Interview d'Ophélie Bruneau

 

Une rencontre avec Ophélie Bruneau :)

Les 24 et 25 septembre, vous allez pénétrer en « Terre du Milieu » et entrer dans un autre monde « Les Aventuriales de Ménétrol » Pour vérifier que vous êtes apte à cette mutation, nous allons pratiquer une exploration de votre « moi ».

 

Marielle :
- Êtes-vous plutôt elfe, hobbit, chevalier jedi ou humain ?


J’ai l’air d’une humaine, vue comme ça, mais dans les milieux autorisés, il se murmure que j’ai du sang hobbit. Il va de soi que si l’on m’interroge, je nierai toute tentative de camouflage du type épilation des pieds ou autre rabotage d’oreilles…


Marielle :

- Souhaitez-vous dévoiler votre identité ou simplement un surnom ?


Soit Ophélie Bruneau est mon identité, soit un sorcier farceur a réussi à pousser un surnom sur tous mes papiers officiels, et dans ce cas, chapeau !

Marielle :

- Et si trois mots vous racontaient ?


Définitivement Pas Fréquentable.

Marielle :

- Quels genres d'écrits votre imaginaire façonne-t-il ?


Un peu de tout, des mondes les plus magiques à l’ère spatiale en passant par diverses périodes de l’histoire humaine plus ou moins revues à la sauce imaginaire. J’aurais du mal à me cantonner à un seul genre, ou alors sous la torture, puisque je supporte très mal la souffrance (y compris celle de mes personnages – on me dit trop gentille, alors je me soigne).


Marielle :

- Imaginons que la force vous emporte, vers quel univers va votre préférence ?
Filez-moi les les clefs du Tardis et ce sera parfait : avec lui, je peux aller n’importe où, n’importe quand, il y a une super bibliothèque avec vue sur la piscine, et en plus, la bestiole fait un « vworp vworp » tout à fait majestueux quand on laisse le frein à main en décollant.


Marielle :

- Comment et quand vous consacrez-vous à l'écriture ?


Quand je peux, essentiellement ! J’ai un boulot sérieux dans une entreprise bien sous tous rapports, et quand je rentre à la maison, il faut consacrer du temps à une ou plusieurs des composantes suivantes : mari, enfants, animaux de compagnie, lessive, cuisine, voire un peu de ménage si je n’arrive pas à le refiler à quelqu’un d’autre. Donc j’écris le soir, ou parfois en rognant sur ma pause déjeuner, ce qui implique de sacrifier du temps que d’autres consacrent à lire plus de livres que moi et/ou à regarder des séries. Après ça, on se demande pourquoi je veux voler le Tardis…

Marielle :

- Faites-vous partie des auteurs qui écrivent sous perfusions musicales ?

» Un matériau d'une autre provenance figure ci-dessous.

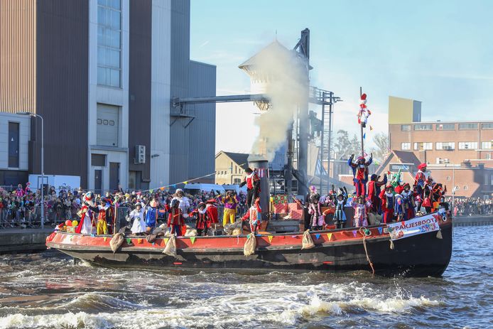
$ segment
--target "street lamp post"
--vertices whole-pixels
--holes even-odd
[[[45,190],[43,188],[45,183],[45,145],[44,145],[44,122],[43,120],[43,117],[36,113],[24,112],[17,112],[18,114],[28,115],[30,117],[34,117],[36,118],[40,118],[41,119],[41,229],[45,228]]]

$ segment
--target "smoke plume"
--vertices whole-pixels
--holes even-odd
[[[251,153],[265,156],[269,161],[286,142],[299,104],[306,104],[308,97],[306,63],[296,52],[276,43],[255,57],[255,77],[261,84],[257,91],[268,95],[271,107],[255,120],[259,134]]]

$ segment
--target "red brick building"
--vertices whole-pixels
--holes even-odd
[[[421,102],[391,96],[389,139],[391,152],[377,174],[401,168],[402,180],[412,184],[425,162],[448,195],[455,186],[457,197],[493,195],[493,121],[423,122]]]

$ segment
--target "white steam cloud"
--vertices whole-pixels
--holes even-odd
[[[308,102],[308,68],[297,53],[277,43],[254,58],[252,90],[266,93],[271,107],[255,120],[259,134],[251,153],[265,156],[271,161],[276,151],[286,142],[287,131],[299,105]]]

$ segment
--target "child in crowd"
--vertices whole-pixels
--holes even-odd
[[[135,205],[135,209],[130,212],[130,219],[134,220],[131,230],[134,234],[141,234],[146,232],[146,222],[143,220],[144,211],[142,204],[138,203]]]
[[[357,197],[357,202],[353,204],[352,207],[354,208],[354,227],[368,226],[369,205],[365,202],[364,197],[363,195]]]
[[[197,230],[197,235],[199,237],[207,235],[207,230],[210,227],[210,220],[205,207],[205,203],[199,203],[197,209],[193,210],[190,216],[195,215],[195,230]]]
[[[108,225],[106,221],[107,210],[109,208],[109,205],[107,203],[106,200],[103,198],[99,202],[100,205],[97,206],[99,212],[97,214],[97,224],[96,225],[97,234],[107,234]]]

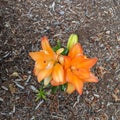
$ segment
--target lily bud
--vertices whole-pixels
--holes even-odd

Non. Ou oui. Enfin, presque.
La musique joue un grand rôle dans ma vie, entre les Deep Ones, la chorale et les paroles de chansons en vadrouille sur mon disque dur. En toute logique, elle alimente aussi mon inspiration. Hélas, au moment de me mettre à écrire, ma capacité d’attention étant ce qu’elle est (quelque part entre le bambin de deux ans et la libellule neurasthénique), la musique a tendance à me déconcentrer. Donc je préfère le calme.
En cas d’impossibilité d’avoir du calme, je me mets au casque une musique instrumentale correspondant à l’ambiance désirée, pas trop envahissante, et ça me crée une barrière sonore pour travailler.

Marielle :

- Si oui, quel(s) son(s) vous transporte(nt) vers d'autres horizons ?


Tout et n’importe quoi. Un « vworp vworp » est en soi une invitation au voyage. Dans l’ensemble, j’écoute beaucoup de rock et de métal mélodique, mais ce n’est pas forcément ça qui m’inspirent… Les voies du cerveau sont impénétrables.


Marielle :

- Que mettriez-vous sur votre écusson (devise, emblème,...) ?

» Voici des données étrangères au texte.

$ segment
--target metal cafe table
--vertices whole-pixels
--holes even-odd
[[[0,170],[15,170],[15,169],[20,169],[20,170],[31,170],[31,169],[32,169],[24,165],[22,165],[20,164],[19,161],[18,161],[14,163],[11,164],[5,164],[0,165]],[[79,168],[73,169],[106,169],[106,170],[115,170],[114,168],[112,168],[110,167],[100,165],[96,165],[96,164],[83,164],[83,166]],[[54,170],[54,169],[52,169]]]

Dans la mesure où des paillettes multicolores à dominante mauve passeraient mal en héraldique, disons… D’argent à étoile du Chaos de sable (à prendre dans son sens de « possibilités infinies ») avec gros cœur de gueules brochant sur le tout. Et comme devise : « Née pour vivre » (et non pas « né pour être en vie », ça, c’est déjà pris par Patrick Hernandez), parce que c’est le seul moyen de résumer tout le reste sans y consacrer trois pages.